Короче, она своего добилась: я начал сомневаться. Больше того, я начал чувствовать в себе еврейство. Что это такое, не представляю, — возможно, то, что и вовсе не существует, есть только слово, термин без определенного содержания. Однако здесь проходила черта оседлости, и в нашем роду вполне могла быть растворена еврейская кровь.
Милая моя мама тогда была еще жива, и я решился:
— Мама, в нашем роду не было евреев?
Она очень удивилась.
— Нет, не было. Только белорусы и русские. А что такое?
— Кое-кто считает меня евреем.
— Тебя? Странно. Что ж, это неплохо. Евреи умные.

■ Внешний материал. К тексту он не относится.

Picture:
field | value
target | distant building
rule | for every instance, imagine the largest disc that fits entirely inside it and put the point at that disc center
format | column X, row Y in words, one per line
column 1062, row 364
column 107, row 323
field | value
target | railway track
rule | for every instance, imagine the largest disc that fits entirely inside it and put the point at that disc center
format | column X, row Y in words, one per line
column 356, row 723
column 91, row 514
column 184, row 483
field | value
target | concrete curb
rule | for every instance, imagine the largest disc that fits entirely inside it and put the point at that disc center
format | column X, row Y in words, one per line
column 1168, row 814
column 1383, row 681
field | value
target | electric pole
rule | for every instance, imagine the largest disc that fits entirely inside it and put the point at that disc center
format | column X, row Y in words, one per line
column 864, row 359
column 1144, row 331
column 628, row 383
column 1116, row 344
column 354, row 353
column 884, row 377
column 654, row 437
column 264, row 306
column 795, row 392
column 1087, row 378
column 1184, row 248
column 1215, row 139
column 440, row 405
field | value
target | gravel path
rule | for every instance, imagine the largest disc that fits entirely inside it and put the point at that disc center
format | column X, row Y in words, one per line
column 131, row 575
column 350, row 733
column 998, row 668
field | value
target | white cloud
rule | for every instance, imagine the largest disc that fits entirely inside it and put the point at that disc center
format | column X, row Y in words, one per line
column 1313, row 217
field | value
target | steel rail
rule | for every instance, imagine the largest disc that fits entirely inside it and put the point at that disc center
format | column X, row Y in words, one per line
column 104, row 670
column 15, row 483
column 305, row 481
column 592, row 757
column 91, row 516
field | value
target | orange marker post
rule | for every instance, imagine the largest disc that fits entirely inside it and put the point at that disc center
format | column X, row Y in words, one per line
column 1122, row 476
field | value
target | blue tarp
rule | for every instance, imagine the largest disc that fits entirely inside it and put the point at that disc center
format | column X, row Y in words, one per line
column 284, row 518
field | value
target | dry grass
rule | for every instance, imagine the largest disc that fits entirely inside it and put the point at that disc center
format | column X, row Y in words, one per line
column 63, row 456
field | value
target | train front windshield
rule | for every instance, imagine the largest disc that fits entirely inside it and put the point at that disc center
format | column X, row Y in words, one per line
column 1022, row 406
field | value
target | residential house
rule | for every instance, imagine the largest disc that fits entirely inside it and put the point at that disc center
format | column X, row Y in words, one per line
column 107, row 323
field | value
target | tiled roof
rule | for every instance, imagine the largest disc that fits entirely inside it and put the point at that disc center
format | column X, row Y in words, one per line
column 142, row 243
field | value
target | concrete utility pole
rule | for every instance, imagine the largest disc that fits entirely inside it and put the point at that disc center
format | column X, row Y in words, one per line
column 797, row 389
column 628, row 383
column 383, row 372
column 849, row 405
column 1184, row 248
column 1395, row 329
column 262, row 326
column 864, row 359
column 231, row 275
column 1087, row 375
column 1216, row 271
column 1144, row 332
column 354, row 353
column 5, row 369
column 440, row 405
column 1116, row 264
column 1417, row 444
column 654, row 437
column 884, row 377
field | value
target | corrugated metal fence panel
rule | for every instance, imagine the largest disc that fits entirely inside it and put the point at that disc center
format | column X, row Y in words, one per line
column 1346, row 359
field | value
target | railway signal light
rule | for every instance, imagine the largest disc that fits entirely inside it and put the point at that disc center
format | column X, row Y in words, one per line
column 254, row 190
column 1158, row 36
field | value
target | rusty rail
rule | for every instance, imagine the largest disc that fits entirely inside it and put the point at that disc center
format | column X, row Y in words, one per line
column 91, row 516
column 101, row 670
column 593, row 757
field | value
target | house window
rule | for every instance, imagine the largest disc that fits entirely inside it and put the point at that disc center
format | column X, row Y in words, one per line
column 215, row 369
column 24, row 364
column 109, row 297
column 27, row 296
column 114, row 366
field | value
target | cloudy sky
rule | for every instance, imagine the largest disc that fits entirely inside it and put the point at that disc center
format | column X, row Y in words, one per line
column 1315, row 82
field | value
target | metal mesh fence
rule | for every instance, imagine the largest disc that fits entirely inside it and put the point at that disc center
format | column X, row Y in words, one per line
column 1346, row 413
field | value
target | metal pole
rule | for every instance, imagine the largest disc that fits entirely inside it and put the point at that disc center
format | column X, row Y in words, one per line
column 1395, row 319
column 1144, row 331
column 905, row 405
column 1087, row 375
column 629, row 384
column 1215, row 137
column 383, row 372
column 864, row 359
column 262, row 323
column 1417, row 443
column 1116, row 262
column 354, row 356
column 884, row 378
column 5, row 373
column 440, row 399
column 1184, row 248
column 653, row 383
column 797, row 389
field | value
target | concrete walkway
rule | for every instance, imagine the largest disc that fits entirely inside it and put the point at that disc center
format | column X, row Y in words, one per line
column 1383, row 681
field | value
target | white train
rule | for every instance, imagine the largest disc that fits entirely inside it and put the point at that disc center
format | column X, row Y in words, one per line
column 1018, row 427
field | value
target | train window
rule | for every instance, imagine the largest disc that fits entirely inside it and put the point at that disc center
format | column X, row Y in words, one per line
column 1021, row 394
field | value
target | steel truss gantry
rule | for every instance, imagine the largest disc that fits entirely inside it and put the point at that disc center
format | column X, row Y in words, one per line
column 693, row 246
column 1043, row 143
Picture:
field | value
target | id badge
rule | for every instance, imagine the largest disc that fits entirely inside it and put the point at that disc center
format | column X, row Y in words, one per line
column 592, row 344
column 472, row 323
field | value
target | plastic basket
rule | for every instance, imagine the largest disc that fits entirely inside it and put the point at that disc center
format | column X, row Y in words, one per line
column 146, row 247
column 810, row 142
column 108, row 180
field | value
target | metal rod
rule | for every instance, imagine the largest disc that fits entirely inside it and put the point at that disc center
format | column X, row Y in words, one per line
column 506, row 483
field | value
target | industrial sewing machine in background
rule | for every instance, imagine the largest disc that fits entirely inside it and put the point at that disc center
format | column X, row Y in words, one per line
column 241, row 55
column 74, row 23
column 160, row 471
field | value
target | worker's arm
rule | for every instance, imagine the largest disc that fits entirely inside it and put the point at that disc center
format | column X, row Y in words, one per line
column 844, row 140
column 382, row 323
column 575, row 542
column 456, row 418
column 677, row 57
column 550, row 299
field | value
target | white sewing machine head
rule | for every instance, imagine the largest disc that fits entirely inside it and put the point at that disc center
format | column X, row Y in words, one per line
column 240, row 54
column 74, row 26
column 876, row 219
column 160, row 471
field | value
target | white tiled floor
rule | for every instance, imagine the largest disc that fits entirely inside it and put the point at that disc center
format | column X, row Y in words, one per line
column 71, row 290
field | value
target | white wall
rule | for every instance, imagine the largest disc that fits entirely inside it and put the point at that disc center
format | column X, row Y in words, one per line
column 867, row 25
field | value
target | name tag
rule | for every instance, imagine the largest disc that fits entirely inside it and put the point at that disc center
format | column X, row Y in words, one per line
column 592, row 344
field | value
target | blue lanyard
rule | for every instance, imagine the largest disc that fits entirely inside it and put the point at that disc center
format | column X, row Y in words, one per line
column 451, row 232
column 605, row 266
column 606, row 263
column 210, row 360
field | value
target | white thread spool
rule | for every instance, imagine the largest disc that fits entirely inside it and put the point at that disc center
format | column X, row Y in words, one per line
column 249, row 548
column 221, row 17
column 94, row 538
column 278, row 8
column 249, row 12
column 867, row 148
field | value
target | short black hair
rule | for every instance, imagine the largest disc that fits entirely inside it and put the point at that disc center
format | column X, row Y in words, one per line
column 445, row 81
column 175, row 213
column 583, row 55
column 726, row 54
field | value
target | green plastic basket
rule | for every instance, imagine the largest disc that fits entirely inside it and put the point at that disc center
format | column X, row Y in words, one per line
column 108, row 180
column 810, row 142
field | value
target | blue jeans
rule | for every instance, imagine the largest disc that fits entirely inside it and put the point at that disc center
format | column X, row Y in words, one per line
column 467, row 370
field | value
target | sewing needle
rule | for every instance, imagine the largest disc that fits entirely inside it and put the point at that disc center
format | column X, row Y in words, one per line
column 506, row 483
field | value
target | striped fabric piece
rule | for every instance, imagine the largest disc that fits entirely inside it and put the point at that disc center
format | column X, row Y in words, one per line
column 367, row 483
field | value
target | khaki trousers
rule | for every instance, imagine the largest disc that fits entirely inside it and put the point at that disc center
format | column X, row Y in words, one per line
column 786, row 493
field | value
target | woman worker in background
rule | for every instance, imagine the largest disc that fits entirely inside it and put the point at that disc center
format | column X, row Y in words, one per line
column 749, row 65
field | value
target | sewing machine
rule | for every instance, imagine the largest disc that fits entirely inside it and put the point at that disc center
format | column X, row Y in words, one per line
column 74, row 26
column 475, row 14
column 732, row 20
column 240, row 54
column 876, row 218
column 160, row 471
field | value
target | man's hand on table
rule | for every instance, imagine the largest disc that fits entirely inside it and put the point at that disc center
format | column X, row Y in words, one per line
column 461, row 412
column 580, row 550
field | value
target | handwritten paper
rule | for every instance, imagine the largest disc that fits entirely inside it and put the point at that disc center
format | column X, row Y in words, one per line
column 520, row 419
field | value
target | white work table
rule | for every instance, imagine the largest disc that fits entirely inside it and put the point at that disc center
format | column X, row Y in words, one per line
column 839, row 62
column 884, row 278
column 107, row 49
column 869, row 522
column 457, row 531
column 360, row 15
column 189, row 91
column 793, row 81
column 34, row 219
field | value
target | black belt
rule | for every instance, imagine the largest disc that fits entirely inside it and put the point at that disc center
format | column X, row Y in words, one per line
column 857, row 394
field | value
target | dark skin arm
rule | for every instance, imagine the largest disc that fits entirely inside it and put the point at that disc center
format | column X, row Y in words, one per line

И своих не бросают в беде.
— А русские бросают?
— Да уж всякое было.
Размышляя обо всем этом, я вспомнил квартирную хозяйку моего друга Рудика, тетю Меру. Она без причины мне симпатизировала, а как-то пригласила в свою комнатку и показала семейный альбом, в котором хранились снимки нескольких поколений, были там и раввины, и учителя медресе, и военные, а главное — фотографии двух внучек тети Меры, Марты и Нели.